No sé cuando empecé a tomar conciencia de que tenía que cuidarle. Sin duda, muy pronto. El primer vídeo casero lo bastante nítido que guardo en la memoria se remonta a cuando estaba en clase de primero de primaria y él, que iba a párvulos en el mismo colegio nacional, llegó asustado y llorando, en busca de refugio. Una avioneta había volado muy bajo sobre el colegio y el chaval pensó que pretendía ametrallarlo. En casa yo dibujaba aviones que ametrallaban barcos. Los profesores se dijeron algo sobre lo que los niños aprendían en casa. Me dolió porque culpaban a mis padres, que eran inocentes. Él me buscó y me abrazó mientras repetía que querían matarlo. Poco a poco se fue calmando. No recuerdo si le dije algo, pero sí que lo abracé muy fuerte.
Unos años después, no sé cuántos, pegué por primera vez a alguien porque se estaba burlando de él. La rabia no me dejó pensar en la fama de bestia del otro ni en que su hermano, mayor que yo, era el jefe de una banda juvenil temida. Lo tiré al suelo y me llevé a José Luis. Cuidarle me hizo fuerte y me procuró un respeto que, de otro modo, un tipo tímido como yo jamás hubiera conseguido en aquel barrio.
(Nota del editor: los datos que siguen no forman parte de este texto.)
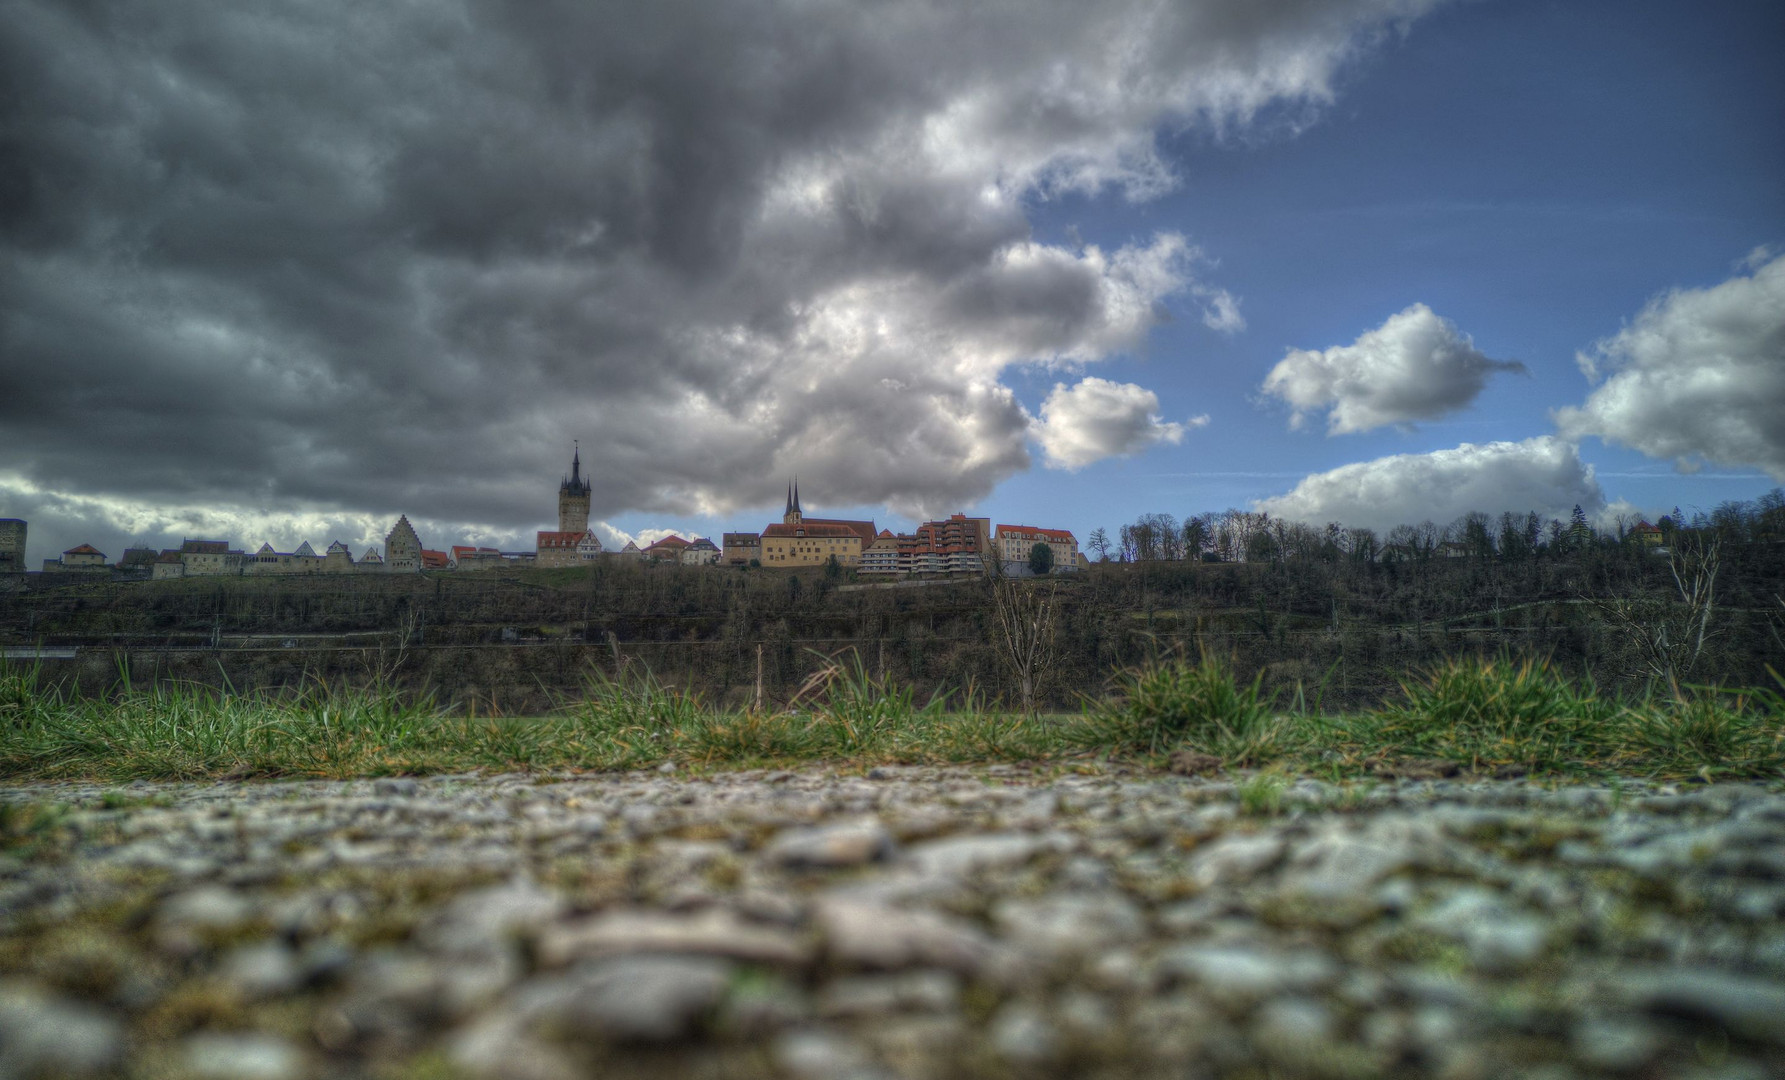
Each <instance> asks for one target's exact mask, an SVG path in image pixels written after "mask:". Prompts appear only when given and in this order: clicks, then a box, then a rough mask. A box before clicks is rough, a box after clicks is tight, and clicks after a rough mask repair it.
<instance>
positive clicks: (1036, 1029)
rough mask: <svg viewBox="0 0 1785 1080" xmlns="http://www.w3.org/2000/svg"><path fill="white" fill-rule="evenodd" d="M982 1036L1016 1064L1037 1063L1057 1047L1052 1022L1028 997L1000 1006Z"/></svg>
mask: <svg viewBox="0 0 1785 1080" xmlns="http://www.w3.org/2000/svg"><path fill="white" fill-rule="evenodd" d="M985 1037H987V1041H991V1044H992V1050H994V1051H996V1053H998V1057H1001V1059H1005V1060H1007V1062H1010V1064H1016V1066H1037V1064H1041V1062H1046V1060H1050V1059H1053V1057H1055V1055H1059V1051H1060V1039H1059V1035H1057V1034H1055V1028H1053V1025H1051V1023H1050V1021H1048V1018H1046V1014H1042V1010H1041V1009H1037V1007H1035V1005H1032V1003H1028V1001H1012V1003H1009V1005H1005V1007H1003V1009H1000V1010H998V1012H996V1014H994V1016H992V1019H991V1023H989V1025H987V1028H985Z"/></svg>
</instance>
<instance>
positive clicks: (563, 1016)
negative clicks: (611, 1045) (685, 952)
mask: <svg viewBox="0 0 1785 1080" xmlns="http://www.w3.org/2000/svg"><path fill="white" fill-rule="evenodd" d="M573 980H575V985H577V993H575V996H571V998H569V1000H568V1001H564V1007H562V1010H560V1014H559V1018H557V1019H559V1023H560V1032H562V1034H566V1035H573V1037H582V1039H591V1041H603V1043H669V1041H675V1039H684V1037H687V1035H693V1034H694V1032H698V1030H700V1028H702V1026H703V1025H705V1021H707V1018H709V1016H712V1012H714V1009H718V1005H719V1000H721V998H723V996H725V987H726V985H728V984H730V980H732V964H730V962H726V960H719V959H714V957H662V955H650V957H614V959H610V960H596V962H594V964H591V966H587V968H585V969H578V971H575V973H573Z"/></svg>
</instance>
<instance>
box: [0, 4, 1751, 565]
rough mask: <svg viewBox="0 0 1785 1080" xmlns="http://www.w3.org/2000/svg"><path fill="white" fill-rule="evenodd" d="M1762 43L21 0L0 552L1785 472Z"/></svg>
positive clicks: (1113, 19)
mask: <svg viewBox="0 0 1785 1080" xmlns="http://www.w3.org/2000/svg"><path fill="white" fill-rule="evenodd" d="M1781 46H1785V7H1780V5H1773V4H1733V2H1717V0H1708V2H1701V4H1680V2H1673V4H1660V2H1640V0H1624V2H1592V0H1589V2H1567V4H1549V2H1535V0H1530V2H1521V0H1501V2H1494V0H1474V2H1442V0H1342V2H1341V0H1185V2H1180V4H1160V2H1141V0H1108V2H1103V4H1094V5H1087V4H1078V2H1060V4H1042V2H1032V0H1025V2H1012V4H998V2H984V4H971V5H935V4H907V2H901V0H887V2H884V4H875V5H862V4H841V2H837V4H830V2H819V0H798V2H796V0H739V2H735V4H726V5H710V4H678V2H660V4H652V5H637V4H584V2H571V0H564V2H535V4H496V2H475V0H473V2H450V0H441V2H437V4H416V5H350V4H325V2H312V4H289V2H253V0H243V2H237V4H230V5H227V7H225V9H218V7H216V5H200V4H155V5H141V4H127V2H121V0H120V2H87V4H68V2H66V0H54V2H37V0H0V518H25V519H29V521H30V548H29V559H30V561H32V564H36V561H39V559H46V557H54V555H55V553H57V552H61V550H64V548H68V546H73V544H79V543H93V544H95V546H98V548H100V550H104V552H107V553H109V555H112V557H116V555H118V553H120V552H121V550H123V546H125V544H146V546H157V548H159V546H173V544H177V543H179V541H180V539H184V537H200V536H202V537H221V539H232V541H236V543H237V544H239V546H246V548H248V550H253V548H259V546H261V543H271V544H273V546H275V548H277V550H291V548H295V546H296V544H298V543H300V541H305V539H309V541H311V543H312V544H314V546H316V548H318V550H320V548H321V546H323V544H325V543H328V541H334V539H345V541H348V543H350V544H352V546H353V548H355V552H357V550H362V548H366V546H377V544H382V539H384V534H386V532H387V530H389V527H391V523H393V521H394V518H396V514H400V512H402V514H407V516H409V518H411V519H412V521H414V523H416V527H418V530H419V534H421V539H423V543H427V544H428V546H432V548H446V546H448V544H455V543H480V544H496V546H503V548H509V550H530V548H532V534H534V530H539V528H553V527H555V514H557V507H555V496H557V484H559V478H560V477H562V473H564V471H566V469H568V466H569V455H571V444H573V441H577V444H578V446H580V453H582V462H584V468H585V471H587V473H589V477H591V480H593V487H594V494H593V516H594V519H596V521H598V525H596V530H598V536H602V539H603V543H607V544H619V543H625V539H628V537H639V539H653V537H657V536H660V534H664V532H669V530H675V532H680V534H682V536H716V534H718V532H723V530H755V528H760V525H764V523H768V521H773V519H778V518H780V509H782V500H784V494H785V486H787V482H789V480H791V478H793V477H798V478H800V487H801V498H803V503H805V511H807V512H809V514H816V516H864V518H873V519H875V521H878V523H880V525H884V527H891V528H909V527H910V525H914V523H916V521H919V519H925V518H930V516H942V514H950V512H957V511H964V512H969V514H975V516H989V518H994V519H996V521H1000V523H1026V525H1046V527H1064V528H1071V530H1075V532H1076V534H1078V536H1080V539H1085V537H1087V536H1089V532H1091V530H1092V528H1098V527H1105V528H1108V530H1110V532H1112V534H1114V532H1116V528H1117V527H1119V525H1121V523H1125V521H1132V519H1133V518H1137V516H1141V514H1148V512H1169V514H1175V516H1180V518H1182V516H1187V514H1196V512H1205V511H1221V509H1228V507H1239V509H1253V511H1267V512H1271V514H1276V516H1287V518H1296V519H1305V521H1314V523H1324V521H1342V523H1346V525H1362V527H1373V528H1380V530H1385V528H1389V527H1392V525H1396V523H1403V521H1408V523H1412V521H1419V519H1433V521H1439V523H1444V521H1449V519H1453V518H1457V516H1458V514H1462V512H1465V511H1473V509H1480V511H1487V512H1496V514H1498V512H1499V511H1507V509H1512V511H1539V512H1542V514H1546V516H1562V518H1565V516H1567V512H1569V511H1571V507H1574V505H1582V507H1583V509H1585V511H1587V512H1589V514H1592V516H1594V518H1598V519H1603V521H1610V519H1612V518H1615V516H1617V514H1646V516H1649V518H1655V516H1658V514H1662V512H1667V511H1669V509H1671V507H1674V505H1680V507H1685V509H1687V512H1690V511H1692V509H1706V511H1708V509H1710V507H1715V505H1717V503H1719V502H1724V500H1740V498H1755V496H1758V494H1762V493H1765V491H1769V489H1773V487H1776V486H1780V484H1785V64H1778V62H1776V57H1778V55H1780V52H1781Z"/></svg>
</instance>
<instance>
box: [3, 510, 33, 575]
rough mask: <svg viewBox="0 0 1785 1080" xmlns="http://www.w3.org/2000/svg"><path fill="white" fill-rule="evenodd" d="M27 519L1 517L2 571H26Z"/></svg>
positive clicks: (19, 571) (24, 572) (21, 571)
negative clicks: (25, 522)
mask: <svg viewBox="0 0 1785 1080" xmlns="http://www.w3.org/2000/svg"><path fill="white" fill-rule="evenodd" d="M25 532H27V528H25V521H23V519H21V518H0V573H25Z"/></svg>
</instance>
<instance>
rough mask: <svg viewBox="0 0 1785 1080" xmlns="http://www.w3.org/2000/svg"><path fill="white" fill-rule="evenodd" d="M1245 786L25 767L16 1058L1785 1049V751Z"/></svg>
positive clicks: (714, 1075) (557, 1058) (410, 1075)
mask: <svg viewBox="0 0 1785 1080" xmlns="http://www.w3.org/2000/svg"><path fill="white" fill-rule="evenodd" d="M1260 793H1262V787H1260V785H1257V784H1251V785H1248V782H1244V780H1242V782H1241V785H1239V787H1235V784H1232V782H1225V780H1208V778H1182V777H1166V775H1157V773H1141V771H1125V769H1119V768H1117V769H1103V768H1094V766H1083V768H1078V769H1059V768H1051V769H1023V768H998V766H994V768H975V769H964V768H876V769H873V771H869V773H868V775H866V777H864V775H860V773H859V771H855V773H837V771H825V769H809V771H798V773H791V771H776V773H764V771H735V773H718V775H712V777H684V775H677V773H632V775H600V777H560V775H527V777H512V775H511V777H439V778H428V780H394V778H386V780H359V782H280V784H132V785H125V787H104V785H86V784H30V785H0V803H7V807H5V812H7V816H5V828H0V835H4V848H0V1076H62V1075H70V1076H84V1075H127V1076H202V1078H212V1076H214V1078H230V1080H236V1078H268V1080H278V1078H302V1076H377V1078H384V1076H389V1078H414V1080H421V1078H446V1076H468V1078H484V1076H489V1078H514V1080H557V1078H571V1076H618V1078H625V1076H789V1078H814V1080H816V1078H832V1076H835V1078H844V1076H855V1078H871V1076H1048V1075H1059V1076H1153V1075H1157V1076H1191V1078H1194V1076H1257V1078H1264V1076H1444V1078H1451V1080H1467V1078H1476V1076H1482V1078H1485V1076H1542V1078H1548V1080H1564V1078H1567V1076H1656V1078H1658V1076H1699V1078H1706V1080H1708V1078H1731V1080H1735V1078H1764V1076H1781V1075H1785V926H1781V916H1785V787H1781V785H1780V784H1773V785H1771V787H1769V785H1710V787H1705V785H1694V787H1687V789H1673V787H1658V785H1644V784H1631V785H1624V787H1621V789H1610V787H1590V785H1560V787H1551V785H1546V784H1533V782H1524V780H1469V778H1453V780H1417V782H1414V780H1398V782H1376V784H1357V785H1330V784H1321V782H1314V780H1299V782H1296V784H1292V785H1287V787H1285V789H1283V791H1282V803H1280V807H1278V809H1276V810H1274V812H1262V810H1269V809H1271V807H1269V805H1267V802H1269V800H1262V798H1260ZM27 803H30V807H27ZM46 805H59V807H62V809H64V810H46V809H45V807H46Z"/></svg>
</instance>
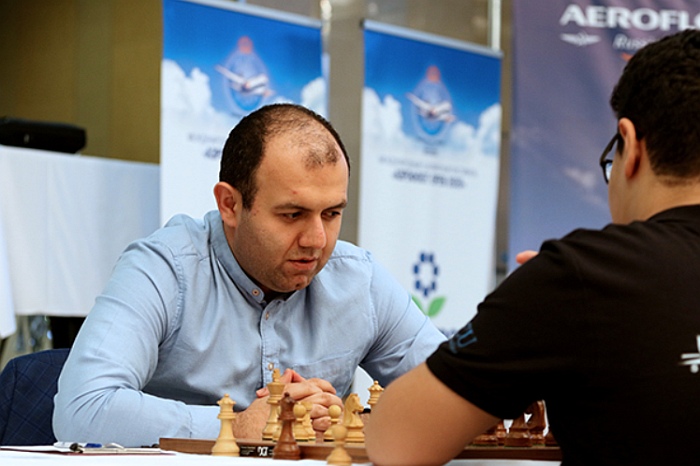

La única vez que mi padre me zurró fue por hacer llorar a mi hermano. No recuerdo cómo ni por qué. Quizá había cogido alguna cosa suya. Sí retengo con enorme viveza el dolor en la cara de mi padre cuando entró en la habitación guiado por los llantos. Solo me dio un empujón fuerte que me hizo caer. Me dijo también algo, pero nada podía dolerme ni abochornarme más que aquel gesto tremendo en el que se leía que su hijo mayor le había defraudado de un modo brutal y para él inimaginable.
Podría contar muchas historias, pero tengo que acabar. Ahora nos vemos todos los sábados. Paseamos, me cuenta su semana, vamos a su Club, donde para poco, porque lo que más le gusta es estar con mis amigos. Le digo que me los vampiriza y se ríe sin ganas de desmentirlo.
Muchas veces agradezco a Dios su existencia feliz. Ha sido una bendición para mis padres, para mi hermana y su familia, y para mí. Nos ha enseñado a querer bien desde pequeños, y a seguir unidos hasta un punto que extraña un poco a los demás. Por eso, algunos sábados, cuando le llevo a su Club y me quedo en la puerta, viendo cómo se saludan tan contentos, con tantísimo afecto en sus ojos rasgados, pienso en cuánto han perdido las familias de todos los niños felices que podrían haber estado allí.